Most Pakistanis believe that elements within the government machinery, in cahoots with the intelligence agencies, were directly responsible for this attack. So under such circumstances, how can we expect Pakistani authorities to conduct a fair and honest investigation, even if after exhuming the body? What good would be done by desecrating the last remains of my wife when the entire investigation is being controlled and manipulated by the regime and a massive cover up is quite obvious?

The question of exhumation of the body is a diversion from the real issue. Why the doctors' statements were not formally recorded and their findings altered if there was even the slightest doubt about the cause of death? There was no doubt whatsoever, which is why the police also did not seek an autopsy and the doctors and police officers are being pressured to keep quiet or change their statements.

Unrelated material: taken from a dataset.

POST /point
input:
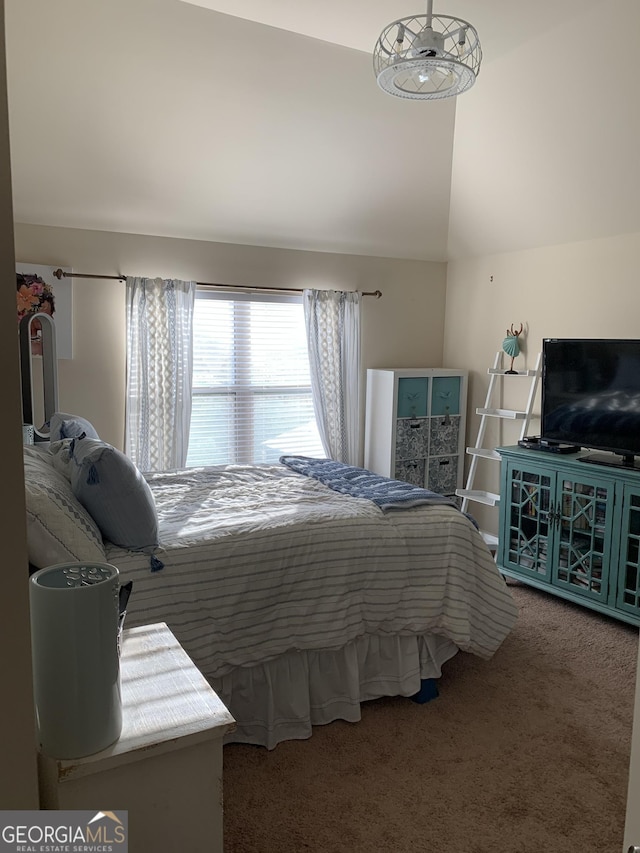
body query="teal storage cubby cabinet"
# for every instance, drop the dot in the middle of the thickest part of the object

This is why we are asking for a U.N. investigation into the assassination. While we would assist the Scotland Yard investigators who have been called only to assist the Pakistani investigators and not to carry out independent investigations, we are concerned at how tightly the international experts' involvement in investigation is being controlled by the Musharraf regime.

We need a larger political investigation under the auspices of the U.N. which will be an independent probe to identify the sponsors, financiers, organizers and perpetrators of the crime. The regime says that al Qaeda is involved. It has also been claiming that al Qaeda operates from across the Pakistani borders. So if by government's own admission it is a case of international terrorism, why it should not invite U.N. investigators? We also need an investigation into why the government changed its version and into the cover up that followed the assassination.

Had the regime investigated the October 18th massacre that targeted Mohtarma Benazir Bhutto, she may be alive today. Instead of hunting down the assailants, the regime covered up that probe as well, providing impunity to terrorists that struck the first night she landed in Pakistan.

The Bush Administration continues to see President Musharraf as a steadfast ally. Are you concerned that this relationship may undermine the growth of democracy in Pakistan?

Yes. As long as the remnants of dictatorship receive international support, democracy in Pakistan will be undermined. Since 9/11, Pakistan has received over $10 billion in overt and covert assistance. No one knows how it has been spent. Many think that this assistance has propped up the dictatorship rather than the people of the country. Musharraf rigged the 2002 elections, but the international community seems to acquiesce with it. The regime has harassed political opponents, removed and detained Supreme Court judges and lawyers; changed the constitution to suit one man; imposed emergency; and curbed media freedom. Hundreds of ordinary citizens have disappeared under the garb of "war on terror". The people expected the international community to work for restoration of democracy and basic rights in Pakistan. The people of Pakistan are sometimes puzzled as to why the international community which claims to be fighting in Iraq and Afghanistan for democracy is tolerating dictatorship in Pakistan.

Should US aid to Pakistan be made conditional?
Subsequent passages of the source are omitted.